To quote another great economist on intellectual property vs free market and freedom:

""" Just to illustrate how great out ignorance of the optimum forms of delimitation of various rights remains - despite our confidence in the indispensability of the general institution of several property - a few remarks about one particuilar form of property may be made. [...]

The difference between these and other kinds of property rights is this: while ownership of material goods guides the user of scarce means to their most important uses, in the case of immaterial goods such as literary productions and technological inventions the ability to produce them is also limited, yet once they have come into existence, they can be indefinitely multiplied and can be made scarce only by law in order to create an inducement to produce such ideas. Yet it is not obvious that such forced scarcity is the most effective way to stimulate the human creative process. I doubt whether there exists a single great work of literature which we would not possess had the author been unable to obtain an exclusive copyright for it; it seems to me that the case for copyright must rest almost entirely on the circumstance that such exceedingly useful works as encyclopaedias, dictionaries, textbooks and other works of reference could not be produced if, once they existed, they could freely be reproduced.

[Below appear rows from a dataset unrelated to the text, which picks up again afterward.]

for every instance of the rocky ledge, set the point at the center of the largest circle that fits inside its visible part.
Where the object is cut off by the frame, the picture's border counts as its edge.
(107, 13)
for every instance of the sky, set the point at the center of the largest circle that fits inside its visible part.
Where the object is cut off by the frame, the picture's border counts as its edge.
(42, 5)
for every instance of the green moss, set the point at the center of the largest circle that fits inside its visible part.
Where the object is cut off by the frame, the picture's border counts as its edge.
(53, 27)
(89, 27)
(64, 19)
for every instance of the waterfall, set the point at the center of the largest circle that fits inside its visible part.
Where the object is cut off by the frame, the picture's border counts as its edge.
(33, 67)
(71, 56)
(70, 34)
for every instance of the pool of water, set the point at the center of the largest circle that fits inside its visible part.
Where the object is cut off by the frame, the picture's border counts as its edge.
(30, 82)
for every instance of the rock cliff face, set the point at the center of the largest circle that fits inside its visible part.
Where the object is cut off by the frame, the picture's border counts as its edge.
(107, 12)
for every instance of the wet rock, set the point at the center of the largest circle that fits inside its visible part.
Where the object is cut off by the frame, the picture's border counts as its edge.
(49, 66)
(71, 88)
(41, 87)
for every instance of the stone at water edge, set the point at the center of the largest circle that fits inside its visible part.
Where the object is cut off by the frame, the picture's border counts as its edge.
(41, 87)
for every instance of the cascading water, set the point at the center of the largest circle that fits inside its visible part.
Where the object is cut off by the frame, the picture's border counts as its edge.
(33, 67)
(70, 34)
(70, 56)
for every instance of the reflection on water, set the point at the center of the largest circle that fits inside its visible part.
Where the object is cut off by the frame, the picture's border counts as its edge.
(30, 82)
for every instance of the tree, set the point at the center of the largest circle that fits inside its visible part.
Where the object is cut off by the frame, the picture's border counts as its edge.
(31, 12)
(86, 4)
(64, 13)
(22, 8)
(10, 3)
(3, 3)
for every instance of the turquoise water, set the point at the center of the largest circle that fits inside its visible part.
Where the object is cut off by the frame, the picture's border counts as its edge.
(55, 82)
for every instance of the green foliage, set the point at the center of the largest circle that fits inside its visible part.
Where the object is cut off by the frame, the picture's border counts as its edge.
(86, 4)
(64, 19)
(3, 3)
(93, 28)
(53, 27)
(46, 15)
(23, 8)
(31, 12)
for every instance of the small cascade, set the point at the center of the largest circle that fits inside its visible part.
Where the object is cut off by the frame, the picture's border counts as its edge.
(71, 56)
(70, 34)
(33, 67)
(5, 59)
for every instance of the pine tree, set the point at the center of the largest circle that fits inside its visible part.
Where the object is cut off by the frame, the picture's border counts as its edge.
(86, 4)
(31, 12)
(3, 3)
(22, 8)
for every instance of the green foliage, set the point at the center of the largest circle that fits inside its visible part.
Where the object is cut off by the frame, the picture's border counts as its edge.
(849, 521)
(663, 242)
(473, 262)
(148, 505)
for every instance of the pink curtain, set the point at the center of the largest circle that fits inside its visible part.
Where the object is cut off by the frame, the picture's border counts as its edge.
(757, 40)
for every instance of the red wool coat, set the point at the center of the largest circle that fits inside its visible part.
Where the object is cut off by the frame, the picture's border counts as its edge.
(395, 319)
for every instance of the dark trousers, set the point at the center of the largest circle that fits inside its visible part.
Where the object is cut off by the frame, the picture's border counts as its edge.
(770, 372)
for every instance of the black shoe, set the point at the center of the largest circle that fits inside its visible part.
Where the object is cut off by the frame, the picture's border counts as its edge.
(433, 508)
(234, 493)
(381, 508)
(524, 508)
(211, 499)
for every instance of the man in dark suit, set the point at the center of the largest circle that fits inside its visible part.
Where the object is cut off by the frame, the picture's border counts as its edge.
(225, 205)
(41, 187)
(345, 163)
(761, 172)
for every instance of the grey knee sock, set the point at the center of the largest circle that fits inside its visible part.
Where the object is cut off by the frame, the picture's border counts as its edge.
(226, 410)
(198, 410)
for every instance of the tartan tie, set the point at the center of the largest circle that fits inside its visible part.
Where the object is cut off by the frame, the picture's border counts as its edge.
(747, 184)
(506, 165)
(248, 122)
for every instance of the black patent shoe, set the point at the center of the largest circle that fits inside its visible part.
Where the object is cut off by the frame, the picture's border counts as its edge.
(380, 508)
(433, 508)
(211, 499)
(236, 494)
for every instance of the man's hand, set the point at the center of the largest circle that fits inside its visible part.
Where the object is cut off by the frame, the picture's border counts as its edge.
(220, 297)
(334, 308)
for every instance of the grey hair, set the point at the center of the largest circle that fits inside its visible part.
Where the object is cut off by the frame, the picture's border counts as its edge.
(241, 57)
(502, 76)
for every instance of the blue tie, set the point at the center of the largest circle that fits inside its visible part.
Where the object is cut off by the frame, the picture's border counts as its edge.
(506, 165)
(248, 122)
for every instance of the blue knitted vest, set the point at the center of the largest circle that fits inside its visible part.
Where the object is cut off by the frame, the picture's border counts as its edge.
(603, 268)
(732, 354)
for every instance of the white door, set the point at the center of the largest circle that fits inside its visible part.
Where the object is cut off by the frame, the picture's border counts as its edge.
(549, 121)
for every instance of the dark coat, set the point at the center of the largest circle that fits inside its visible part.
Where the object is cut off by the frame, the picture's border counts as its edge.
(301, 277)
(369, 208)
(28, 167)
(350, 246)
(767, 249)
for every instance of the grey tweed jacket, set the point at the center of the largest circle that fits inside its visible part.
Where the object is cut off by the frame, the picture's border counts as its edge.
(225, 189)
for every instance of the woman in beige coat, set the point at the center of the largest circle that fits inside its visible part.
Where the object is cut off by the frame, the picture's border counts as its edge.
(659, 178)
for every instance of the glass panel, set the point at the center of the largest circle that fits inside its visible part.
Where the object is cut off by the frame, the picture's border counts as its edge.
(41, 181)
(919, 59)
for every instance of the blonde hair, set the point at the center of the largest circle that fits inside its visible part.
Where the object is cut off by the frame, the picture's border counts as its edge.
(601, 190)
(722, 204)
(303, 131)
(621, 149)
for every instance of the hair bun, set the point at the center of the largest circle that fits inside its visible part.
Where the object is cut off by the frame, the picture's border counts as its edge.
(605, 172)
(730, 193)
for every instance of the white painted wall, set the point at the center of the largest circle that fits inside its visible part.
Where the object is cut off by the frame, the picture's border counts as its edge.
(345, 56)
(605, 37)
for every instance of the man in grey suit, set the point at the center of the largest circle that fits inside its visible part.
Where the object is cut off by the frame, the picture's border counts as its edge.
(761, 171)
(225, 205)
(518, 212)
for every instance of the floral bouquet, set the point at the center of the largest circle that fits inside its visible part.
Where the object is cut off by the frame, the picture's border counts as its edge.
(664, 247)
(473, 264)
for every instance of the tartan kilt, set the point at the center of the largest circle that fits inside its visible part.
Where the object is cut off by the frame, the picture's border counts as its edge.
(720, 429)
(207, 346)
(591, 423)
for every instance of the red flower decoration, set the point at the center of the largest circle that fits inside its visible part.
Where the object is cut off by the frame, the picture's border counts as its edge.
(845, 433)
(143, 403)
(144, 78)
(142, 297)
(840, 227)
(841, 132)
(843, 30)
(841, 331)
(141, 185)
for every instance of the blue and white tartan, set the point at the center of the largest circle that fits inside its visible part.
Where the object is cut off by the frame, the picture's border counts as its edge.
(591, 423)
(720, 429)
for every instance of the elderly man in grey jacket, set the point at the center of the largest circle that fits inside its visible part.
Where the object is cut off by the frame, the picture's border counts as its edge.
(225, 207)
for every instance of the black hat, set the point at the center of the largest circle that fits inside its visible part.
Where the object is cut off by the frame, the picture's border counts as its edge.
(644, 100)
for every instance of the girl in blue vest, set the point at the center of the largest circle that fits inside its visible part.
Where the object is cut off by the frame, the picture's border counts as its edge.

Similarly, recurrent re-examinations of the problem have not demonstrated that the obtainability of patents of invention actually enhances the flow of new technical knowledge rather than leading to wasteful concentration of research on problems whose solution in the near future can be foreseen and where, in consequence of the law, anyone who hits upon a solution a moment before the next gains the right to its exclusive use for a prolonged period."""

The Fatal Conceit: The Errors of Socialism, 1988 (p. 35) Friedrich von Hayek

With apologies to Calvin Coolidge:

Nothing in the world can take the place of hypocrisy.

Leadership will not; nothing is more common than hypocritical leaders.

Intelligence will not; the world is full of intelligent charlatans.

Honesty will not; it is easy to deceive oneself.

Hypocrisy is pervasive. The slogan
"Do as I say not Do as I do" has caused and will always cause problems for the human race.